Ayer vi a tu madre en la cola del supermercado y estuve a punto de ordenar que le pegaran un tiro allí mismo. Dame las gracias por tener más paciencia de la que debiera. Los pactos entre familias están para cumplirse, no para que te los pases por el forro de los cojones cuando te plazca. Si acordamos dividir el barrio en dos territorios perfectamente delimitados, hay que cumplir la palabra dada como hombres de negocios que somos. Eso, o atenerse a las consecuencias.

No voy a engañarte: tu madre está conmigo, viva, pero las está pasando putas. Ya sabes que mi compañía no suele ser agradable cuando alguien trastoca mis planes o me lleva la contraria. Ahora no me vengas con cuentos de que ella no sabía nada, que es muy mayor y está un poco demenciada. ¡Dos territorios, jodido imbécil, dos territorios! ¿Tan difícil es de comprender? Tú eres el amo al norte de las vías del tren y yo al sur. No hay que ser ingeniero para saber que una línea férrea los separa, que no hay duda posible. ¿Y dónde está mi puto supermercado? ¿En  el sur?

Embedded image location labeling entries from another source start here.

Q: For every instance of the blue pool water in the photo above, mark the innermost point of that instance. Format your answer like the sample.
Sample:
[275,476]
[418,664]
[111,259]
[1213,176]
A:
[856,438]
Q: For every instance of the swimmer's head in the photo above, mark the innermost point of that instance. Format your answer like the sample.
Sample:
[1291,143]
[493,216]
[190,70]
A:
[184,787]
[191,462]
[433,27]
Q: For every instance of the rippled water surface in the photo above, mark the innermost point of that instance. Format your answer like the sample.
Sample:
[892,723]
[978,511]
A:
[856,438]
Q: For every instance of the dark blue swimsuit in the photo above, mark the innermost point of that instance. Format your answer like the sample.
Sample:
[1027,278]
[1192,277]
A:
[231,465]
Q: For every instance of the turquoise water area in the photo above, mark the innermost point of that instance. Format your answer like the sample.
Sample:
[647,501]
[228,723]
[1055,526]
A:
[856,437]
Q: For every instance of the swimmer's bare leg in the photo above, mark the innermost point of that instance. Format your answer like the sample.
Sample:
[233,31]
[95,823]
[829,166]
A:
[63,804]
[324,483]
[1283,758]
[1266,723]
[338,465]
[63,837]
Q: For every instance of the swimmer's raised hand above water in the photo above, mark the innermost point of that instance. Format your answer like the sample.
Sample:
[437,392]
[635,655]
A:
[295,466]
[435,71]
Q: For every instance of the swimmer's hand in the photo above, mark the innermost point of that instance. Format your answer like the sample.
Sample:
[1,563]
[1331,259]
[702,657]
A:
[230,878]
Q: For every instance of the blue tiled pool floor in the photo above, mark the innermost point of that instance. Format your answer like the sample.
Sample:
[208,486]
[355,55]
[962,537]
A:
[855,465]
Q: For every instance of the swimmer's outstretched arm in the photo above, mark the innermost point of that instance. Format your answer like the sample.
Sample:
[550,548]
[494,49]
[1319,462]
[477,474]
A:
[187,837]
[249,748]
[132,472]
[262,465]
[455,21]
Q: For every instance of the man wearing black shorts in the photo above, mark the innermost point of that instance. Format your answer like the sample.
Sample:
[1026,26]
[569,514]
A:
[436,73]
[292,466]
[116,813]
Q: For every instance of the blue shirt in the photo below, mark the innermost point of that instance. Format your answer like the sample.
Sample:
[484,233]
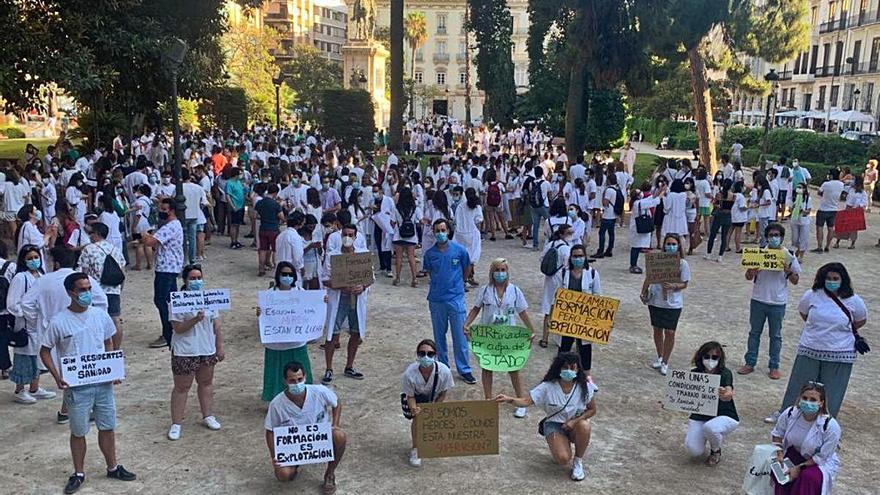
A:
[447,271]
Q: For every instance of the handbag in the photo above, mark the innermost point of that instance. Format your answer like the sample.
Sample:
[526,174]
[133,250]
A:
[541,423]
[404,404]
[861,345]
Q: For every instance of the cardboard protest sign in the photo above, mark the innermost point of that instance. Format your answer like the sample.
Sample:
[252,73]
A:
[692,392]
[191,301]
[849,220]
[451,429]
[662,267]
[500,347]
[288,316]
[765,259]
[584,316]
[88,369]
[350,269]
[298,445]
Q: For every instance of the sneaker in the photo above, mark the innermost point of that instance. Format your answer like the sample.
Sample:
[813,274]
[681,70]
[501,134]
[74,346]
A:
[174,432]
[577,470]
[24,397]
[414,460]
[211,422]
[73,484]
[120,473]
[42,393]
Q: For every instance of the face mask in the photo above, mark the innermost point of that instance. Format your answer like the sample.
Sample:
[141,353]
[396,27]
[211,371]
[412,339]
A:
[832,286]
[808,407]
[568,375]
[296,388]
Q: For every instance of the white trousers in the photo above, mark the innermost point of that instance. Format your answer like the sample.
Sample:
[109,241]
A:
[712,431]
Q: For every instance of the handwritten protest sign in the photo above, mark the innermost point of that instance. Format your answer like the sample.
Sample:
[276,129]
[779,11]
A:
[583,316]
[692,392]
[291,315]
[350,269]
[303,444]
[88,369]
[451,429]
[662,267]
[500,347]
[765,259]
[191,301]
[849,220]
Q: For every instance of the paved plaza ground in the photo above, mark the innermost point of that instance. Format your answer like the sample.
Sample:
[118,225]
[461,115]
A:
[637,447]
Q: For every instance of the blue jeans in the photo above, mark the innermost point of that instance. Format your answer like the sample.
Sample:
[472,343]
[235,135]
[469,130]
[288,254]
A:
[163,285]
[538,214]
[773,314]
[450,314]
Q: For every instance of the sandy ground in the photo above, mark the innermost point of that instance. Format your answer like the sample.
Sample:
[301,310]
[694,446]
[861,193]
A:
[637,446]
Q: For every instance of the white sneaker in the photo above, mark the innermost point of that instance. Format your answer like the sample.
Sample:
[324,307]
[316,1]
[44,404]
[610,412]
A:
[414,460]
[42,393]
[174,432]
[212,423]
[24,397]
[577,469]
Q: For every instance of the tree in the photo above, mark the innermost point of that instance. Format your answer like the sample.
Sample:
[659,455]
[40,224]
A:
[308,74]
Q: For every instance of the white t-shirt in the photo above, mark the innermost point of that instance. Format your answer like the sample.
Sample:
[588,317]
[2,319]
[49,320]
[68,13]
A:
[316,408]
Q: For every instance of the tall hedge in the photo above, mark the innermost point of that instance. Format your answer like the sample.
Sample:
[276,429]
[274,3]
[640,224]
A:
[347,115]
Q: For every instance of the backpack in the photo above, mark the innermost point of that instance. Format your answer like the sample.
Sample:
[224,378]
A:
[493,194]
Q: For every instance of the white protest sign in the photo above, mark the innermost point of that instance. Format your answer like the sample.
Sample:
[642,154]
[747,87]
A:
[288,316]
[298,445]
[191,301]
[692,392]
[88,369]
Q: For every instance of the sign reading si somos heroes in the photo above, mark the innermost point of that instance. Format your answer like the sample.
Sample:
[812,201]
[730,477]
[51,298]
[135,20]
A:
[584,316]
[303,444]
[291,315]
[191,301]
[500,347]
[692,392]
[765,259]
[451,429]
[88,369]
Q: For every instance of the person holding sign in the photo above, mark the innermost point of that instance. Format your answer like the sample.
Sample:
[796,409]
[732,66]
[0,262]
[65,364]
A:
[500,302]
[302,404]
[424,381]
[769,296]
[196,346]
[709,358]
[568,399]
[79,330]
[665,302]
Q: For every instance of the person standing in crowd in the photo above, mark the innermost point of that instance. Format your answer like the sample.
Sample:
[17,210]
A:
[769,296]
[84,329]
[665,302]
[425,381]
[808,437]
[303,404]
[829,342]
[501,302]
[196,347]
[565,383]
[702,428]
[168,243]
[446,264]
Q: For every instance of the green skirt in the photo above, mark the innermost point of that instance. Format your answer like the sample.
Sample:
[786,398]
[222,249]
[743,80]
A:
[273,369]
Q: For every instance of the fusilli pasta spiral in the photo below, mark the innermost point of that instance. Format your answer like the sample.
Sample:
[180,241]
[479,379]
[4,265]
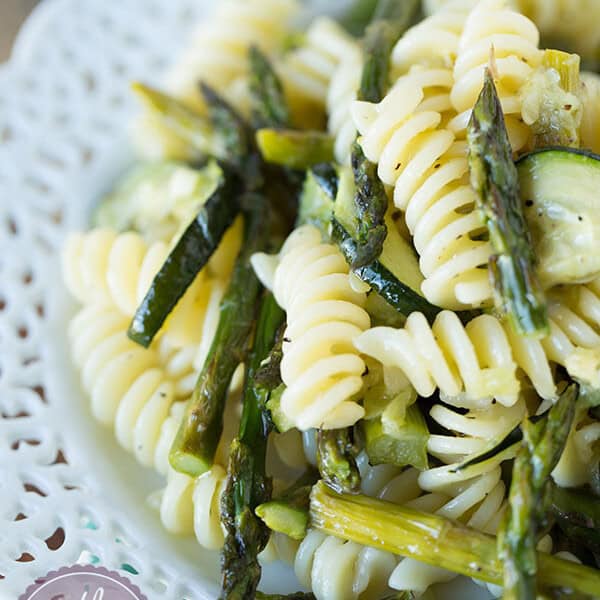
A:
[102,265]
[416,154]
[514,40]
[126,384]
[320,367]
[470,364]
[578,459]
[434,41]
[340,95]
[217,52]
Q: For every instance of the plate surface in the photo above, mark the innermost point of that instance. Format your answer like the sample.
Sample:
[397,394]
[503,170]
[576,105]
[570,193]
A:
[69,493]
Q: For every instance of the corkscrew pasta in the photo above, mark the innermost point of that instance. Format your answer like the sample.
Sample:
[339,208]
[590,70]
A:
[217,50]
[470,365]
[127,386]
[340,95]
[434,41]
[590,123]
[320,367]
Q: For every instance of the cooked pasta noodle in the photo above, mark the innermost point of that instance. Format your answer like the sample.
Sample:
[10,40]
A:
[127,386]
[340,570]
[590,122]
[307,70]
[514,40]
[217,52]
[320,367]
[471,365]
[340,95]
[416,154]
[102,265]
[580,456]
[434,41]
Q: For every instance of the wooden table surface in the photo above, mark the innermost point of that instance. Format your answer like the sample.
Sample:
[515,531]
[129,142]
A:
[12,14]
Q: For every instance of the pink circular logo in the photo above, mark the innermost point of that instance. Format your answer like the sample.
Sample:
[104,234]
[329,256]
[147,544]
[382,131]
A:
[82,583]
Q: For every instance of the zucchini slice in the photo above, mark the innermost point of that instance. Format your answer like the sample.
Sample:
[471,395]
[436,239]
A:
[193,250]
[560,189]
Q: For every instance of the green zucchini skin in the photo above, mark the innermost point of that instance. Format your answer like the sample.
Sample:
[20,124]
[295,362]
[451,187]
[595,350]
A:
[400,296]
[191,253]
[559,190]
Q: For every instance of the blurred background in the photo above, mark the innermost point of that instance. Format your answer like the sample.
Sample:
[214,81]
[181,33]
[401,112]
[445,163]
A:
[12,15]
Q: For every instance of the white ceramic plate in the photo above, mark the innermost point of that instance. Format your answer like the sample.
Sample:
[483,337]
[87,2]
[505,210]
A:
[64,105]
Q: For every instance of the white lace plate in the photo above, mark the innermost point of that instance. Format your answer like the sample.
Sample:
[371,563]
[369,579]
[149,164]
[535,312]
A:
[69,493]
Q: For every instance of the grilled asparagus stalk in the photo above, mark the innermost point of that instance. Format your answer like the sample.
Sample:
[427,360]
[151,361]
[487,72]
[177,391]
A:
[196,441]
[543,443]
[433,539]
[247,484]
[495,180]
[336,458]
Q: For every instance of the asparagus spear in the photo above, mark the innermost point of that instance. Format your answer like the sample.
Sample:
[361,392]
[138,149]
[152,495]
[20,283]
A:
[182,121]
[235,134]
[294,149]
[247,484]
[543,443]
[495,180]
[336,458]
[432,539]
[190,254]
[294,596]
[268,102]
[577,513]
[289,513]
[196,441]
[371,204]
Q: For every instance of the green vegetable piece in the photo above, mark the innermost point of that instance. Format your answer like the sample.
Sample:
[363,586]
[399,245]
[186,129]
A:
[247,484]
[371,205]
[196,441]
[559,188]
[269,107]
[156,198]
[543,443]
[495,181]
[551,101]
[432,539]
[285,518]
[294,149]
[235,134]
[182,121]
[336,459]
[396,293]
[192,251]
[288,514]
[316,204]
[281,422]
[294,596]
[404,444]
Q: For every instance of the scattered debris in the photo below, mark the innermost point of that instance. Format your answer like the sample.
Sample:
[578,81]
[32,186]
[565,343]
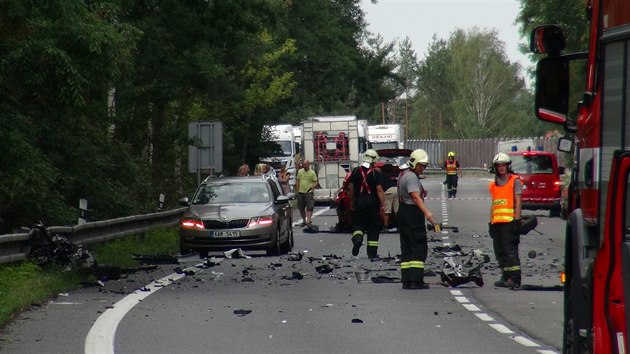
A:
[296,257]
[324,269]
[457,273]
[385,279]
[235,253]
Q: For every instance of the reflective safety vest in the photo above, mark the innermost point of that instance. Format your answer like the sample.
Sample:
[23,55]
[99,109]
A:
[502,201]
[451,167]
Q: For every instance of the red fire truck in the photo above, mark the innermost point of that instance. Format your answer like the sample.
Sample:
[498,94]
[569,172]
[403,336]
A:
[597,251]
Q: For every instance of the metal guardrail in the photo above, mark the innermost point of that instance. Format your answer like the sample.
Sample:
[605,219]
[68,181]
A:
[15,247]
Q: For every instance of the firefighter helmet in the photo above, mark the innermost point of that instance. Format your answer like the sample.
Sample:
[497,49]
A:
[370,156]
[501,158]
[418,156]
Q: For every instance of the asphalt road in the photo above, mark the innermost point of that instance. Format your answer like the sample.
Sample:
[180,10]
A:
[273,304]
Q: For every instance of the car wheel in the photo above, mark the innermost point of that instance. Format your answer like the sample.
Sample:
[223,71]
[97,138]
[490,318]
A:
[274,250]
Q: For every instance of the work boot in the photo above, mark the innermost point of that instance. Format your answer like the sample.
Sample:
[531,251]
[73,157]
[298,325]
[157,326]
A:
[357,241]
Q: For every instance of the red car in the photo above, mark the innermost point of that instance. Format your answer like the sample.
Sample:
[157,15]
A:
[540,175]
[389,163]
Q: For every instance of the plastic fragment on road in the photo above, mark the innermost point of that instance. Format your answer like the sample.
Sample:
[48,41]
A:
[456,271]
[242,312]
[235,253]
[295,257]
[324,269]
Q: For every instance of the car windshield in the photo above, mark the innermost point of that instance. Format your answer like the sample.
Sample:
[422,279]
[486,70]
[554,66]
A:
[232,193]
[539,164]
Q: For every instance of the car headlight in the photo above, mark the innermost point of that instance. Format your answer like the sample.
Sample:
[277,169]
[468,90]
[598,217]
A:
[191,223]
[260,221]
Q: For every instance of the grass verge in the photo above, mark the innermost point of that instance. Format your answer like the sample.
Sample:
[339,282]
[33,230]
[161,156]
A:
[25,283]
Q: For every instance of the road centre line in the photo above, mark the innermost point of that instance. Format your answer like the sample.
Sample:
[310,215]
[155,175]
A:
[100,338]
[458,294]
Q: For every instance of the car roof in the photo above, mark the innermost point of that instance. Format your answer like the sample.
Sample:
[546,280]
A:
[240,179]
[533,152]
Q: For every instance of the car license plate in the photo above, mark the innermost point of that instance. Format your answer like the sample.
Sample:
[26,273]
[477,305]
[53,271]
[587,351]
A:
[224,234]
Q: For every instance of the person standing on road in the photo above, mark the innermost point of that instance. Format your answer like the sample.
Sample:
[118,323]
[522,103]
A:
[367,201]
[411,222]
[505,214]
[305,183]
[391,197]
[283,178]
[453,170]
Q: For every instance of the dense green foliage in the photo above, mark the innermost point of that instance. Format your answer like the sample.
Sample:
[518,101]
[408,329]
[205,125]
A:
[96,95]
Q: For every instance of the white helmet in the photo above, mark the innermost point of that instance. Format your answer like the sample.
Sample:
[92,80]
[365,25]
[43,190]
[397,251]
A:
[501,158]
[370,156]
[418,156]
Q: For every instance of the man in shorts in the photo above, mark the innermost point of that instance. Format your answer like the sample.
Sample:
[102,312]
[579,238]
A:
[306,181]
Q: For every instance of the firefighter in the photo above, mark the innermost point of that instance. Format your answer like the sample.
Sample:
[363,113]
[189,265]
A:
[453,170]
[367,202]
[505,214]
[411,216]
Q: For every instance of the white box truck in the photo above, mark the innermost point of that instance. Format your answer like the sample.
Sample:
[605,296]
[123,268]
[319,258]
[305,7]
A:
[333,147]
[285,149]
[386,136]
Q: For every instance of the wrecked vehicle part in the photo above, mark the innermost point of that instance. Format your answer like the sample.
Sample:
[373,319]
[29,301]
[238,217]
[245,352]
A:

Pues respeta los acuerdos. Si a tu madre le viene mal desplazarse más allá, sé un buen hijo y vete a hacerle tú la compra al Mercadona.

Así que, querido imbécil, tienes 48 horas para dejar en la consigna de mi supermercado la cantidad que vale tu madre viva. La he tasado en medio millón por eso de que estamos en Navidad y querrás que mañana se siente a la mesa de una pieza. Si no cumples, lo hará igualmente pero hecha ragút, que el Honorio, aparte de atender la carnicería del súper, también tiene otras habilidades.

Medio millón, 48 horas o te la devuelvo a taquitos.